The girl next directed his attention to the thousands of fungi now springing up through the moist earth with almost visible movement. They were shaped somewhat like the human body, and so pale they seemed like a host of tiny corpses rising from their graves.

Strike grimaced; he had never liked those damned things. They reminded him constantly that battle and destruction were the watchwords in this hellhole, where the fang of every creature was turned upon his neighbor, and the plants had poisoned thorns, and even the flowers gave off noxious gases to snare the unwary.

"Yes," he said. "They grow and propagate amazingly fast. Many of the smaller life-forms here exist only a single day—they are born, live, and die in one hundred and seventy hours. Naturally their life cycle is speeded up. In a few hours, all these puff-ball fungi will begin popping at once to spread their spores around. It's a funny sight.

"During the long night, of course, the spores lie dormant. And most of the larger creatures hibernate from the intense cold. Our night life up here is nil; this is a nine o'clock planet for sure!"

Gerry Carlyle observed what all newcomers observe the minute they set foot on Venus: although the view is a drab, almost colorless one, an incredible multiplicity of odors assails the nostrils: sweet, sharp, musklike, pungent, spicy, and many unfamiliar scents as well.
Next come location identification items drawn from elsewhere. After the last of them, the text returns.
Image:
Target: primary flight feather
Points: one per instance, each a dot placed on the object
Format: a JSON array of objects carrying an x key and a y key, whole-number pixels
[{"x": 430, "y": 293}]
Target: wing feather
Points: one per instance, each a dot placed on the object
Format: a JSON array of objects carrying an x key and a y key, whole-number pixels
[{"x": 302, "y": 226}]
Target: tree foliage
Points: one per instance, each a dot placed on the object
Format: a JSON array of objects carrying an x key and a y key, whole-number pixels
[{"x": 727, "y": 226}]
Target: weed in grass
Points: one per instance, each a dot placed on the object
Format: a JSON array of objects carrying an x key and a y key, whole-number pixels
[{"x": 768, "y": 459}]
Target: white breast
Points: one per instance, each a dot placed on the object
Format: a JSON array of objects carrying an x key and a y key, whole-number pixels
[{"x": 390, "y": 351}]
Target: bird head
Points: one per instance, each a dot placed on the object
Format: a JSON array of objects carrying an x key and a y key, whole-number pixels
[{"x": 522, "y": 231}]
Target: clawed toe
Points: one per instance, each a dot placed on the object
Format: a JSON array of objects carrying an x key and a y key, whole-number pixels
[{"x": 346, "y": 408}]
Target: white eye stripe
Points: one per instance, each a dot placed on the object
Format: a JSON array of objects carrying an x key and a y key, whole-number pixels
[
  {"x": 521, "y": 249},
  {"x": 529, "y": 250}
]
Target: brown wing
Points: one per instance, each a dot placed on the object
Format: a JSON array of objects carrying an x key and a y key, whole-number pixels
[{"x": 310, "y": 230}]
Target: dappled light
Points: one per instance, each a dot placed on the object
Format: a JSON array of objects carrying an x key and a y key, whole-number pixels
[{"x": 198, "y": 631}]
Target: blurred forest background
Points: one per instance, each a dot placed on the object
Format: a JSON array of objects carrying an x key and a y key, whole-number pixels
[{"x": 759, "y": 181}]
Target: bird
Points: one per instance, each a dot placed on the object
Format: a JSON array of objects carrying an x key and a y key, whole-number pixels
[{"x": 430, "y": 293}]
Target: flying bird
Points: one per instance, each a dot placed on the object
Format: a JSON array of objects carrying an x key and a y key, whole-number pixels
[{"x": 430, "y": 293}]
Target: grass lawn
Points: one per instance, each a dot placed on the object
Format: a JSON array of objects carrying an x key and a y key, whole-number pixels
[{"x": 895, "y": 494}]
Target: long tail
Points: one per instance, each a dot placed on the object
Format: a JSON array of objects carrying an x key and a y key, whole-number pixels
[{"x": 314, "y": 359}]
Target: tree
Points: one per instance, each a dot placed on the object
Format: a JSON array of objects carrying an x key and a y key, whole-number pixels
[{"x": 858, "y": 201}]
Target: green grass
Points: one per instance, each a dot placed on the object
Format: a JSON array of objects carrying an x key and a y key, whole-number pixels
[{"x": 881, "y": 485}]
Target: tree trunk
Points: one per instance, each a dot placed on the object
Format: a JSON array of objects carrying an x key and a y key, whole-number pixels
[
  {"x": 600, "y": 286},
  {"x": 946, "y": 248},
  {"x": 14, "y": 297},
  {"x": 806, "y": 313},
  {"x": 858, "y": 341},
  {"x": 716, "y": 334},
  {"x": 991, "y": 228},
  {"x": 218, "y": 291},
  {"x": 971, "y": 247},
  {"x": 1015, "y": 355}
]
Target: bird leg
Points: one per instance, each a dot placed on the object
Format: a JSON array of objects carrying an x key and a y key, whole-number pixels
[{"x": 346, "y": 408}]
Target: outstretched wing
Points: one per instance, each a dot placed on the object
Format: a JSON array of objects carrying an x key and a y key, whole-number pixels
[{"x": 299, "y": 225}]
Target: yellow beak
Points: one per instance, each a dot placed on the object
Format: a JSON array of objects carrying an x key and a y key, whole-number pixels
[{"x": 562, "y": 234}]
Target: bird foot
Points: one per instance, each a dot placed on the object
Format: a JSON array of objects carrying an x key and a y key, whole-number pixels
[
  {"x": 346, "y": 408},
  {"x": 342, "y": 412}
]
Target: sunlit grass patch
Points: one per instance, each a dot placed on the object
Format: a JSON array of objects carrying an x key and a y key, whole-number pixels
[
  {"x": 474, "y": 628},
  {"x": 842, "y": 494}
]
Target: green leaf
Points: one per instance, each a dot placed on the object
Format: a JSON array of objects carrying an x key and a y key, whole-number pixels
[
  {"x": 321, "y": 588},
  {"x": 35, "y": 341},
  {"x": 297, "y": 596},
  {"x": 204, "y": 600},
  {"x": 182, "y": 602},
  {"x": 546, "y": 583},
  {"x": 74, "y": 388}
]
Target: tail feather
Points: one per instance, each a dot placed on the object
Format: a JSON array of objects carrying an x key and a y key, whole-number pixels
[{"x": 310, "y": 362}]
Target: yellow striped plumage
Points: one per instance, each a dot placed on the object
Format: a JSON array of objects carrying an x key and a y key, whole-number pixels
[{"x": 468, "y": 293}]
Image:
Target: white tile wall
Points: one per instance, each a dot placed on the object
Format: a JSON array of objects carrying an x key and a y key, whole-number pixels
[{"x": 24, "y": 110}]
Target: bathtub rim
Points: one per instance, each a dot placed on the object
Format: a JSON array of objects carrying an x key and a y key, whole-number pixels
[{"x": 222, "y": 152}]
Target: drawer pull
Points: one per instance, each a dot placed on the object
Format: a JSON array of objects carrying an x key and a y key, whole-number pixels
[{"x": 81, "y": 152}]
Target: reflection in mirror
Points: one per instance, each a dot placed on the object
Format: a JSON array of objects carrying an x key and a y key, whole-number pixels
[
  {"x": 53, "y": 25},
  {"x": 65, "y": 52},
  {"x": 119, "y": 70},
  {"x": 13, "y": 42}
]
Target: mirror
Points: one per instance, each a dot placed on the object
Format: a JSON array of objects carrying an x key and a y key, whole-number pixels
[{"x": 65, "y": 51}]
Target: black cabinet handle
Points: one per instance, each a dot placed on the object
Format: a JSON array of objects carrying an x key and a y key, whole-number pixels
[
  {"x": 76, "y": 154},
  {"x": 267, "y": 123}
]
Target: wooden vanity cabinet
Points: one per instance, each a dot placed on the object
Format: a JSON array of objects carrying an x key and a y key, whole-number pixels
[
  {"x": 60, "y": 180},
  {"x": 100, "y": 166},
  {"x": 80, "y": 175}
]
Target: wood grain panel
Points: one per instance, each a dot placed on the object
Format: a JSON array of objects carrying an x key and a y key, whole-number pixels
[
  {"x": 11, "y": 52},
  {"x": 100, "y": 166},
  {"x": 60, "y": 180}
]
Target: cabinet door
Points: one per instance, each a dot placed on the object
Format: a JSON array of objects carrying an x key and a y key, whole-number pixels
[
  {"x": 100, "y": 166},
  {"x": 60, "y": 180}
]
Strike explained this, too. On Earth, flowering plants are fertilized by the passage of insects from one bloom to another. For this reason they develop petals of vivid colors, to attract bees and butterflies and other insects. But on Venus, where perpetual mist renders impotent any appeal to the sense of sight, plants have adapted themselves to appeal to the sense of smell, and thus give off all sorts of enticing odors.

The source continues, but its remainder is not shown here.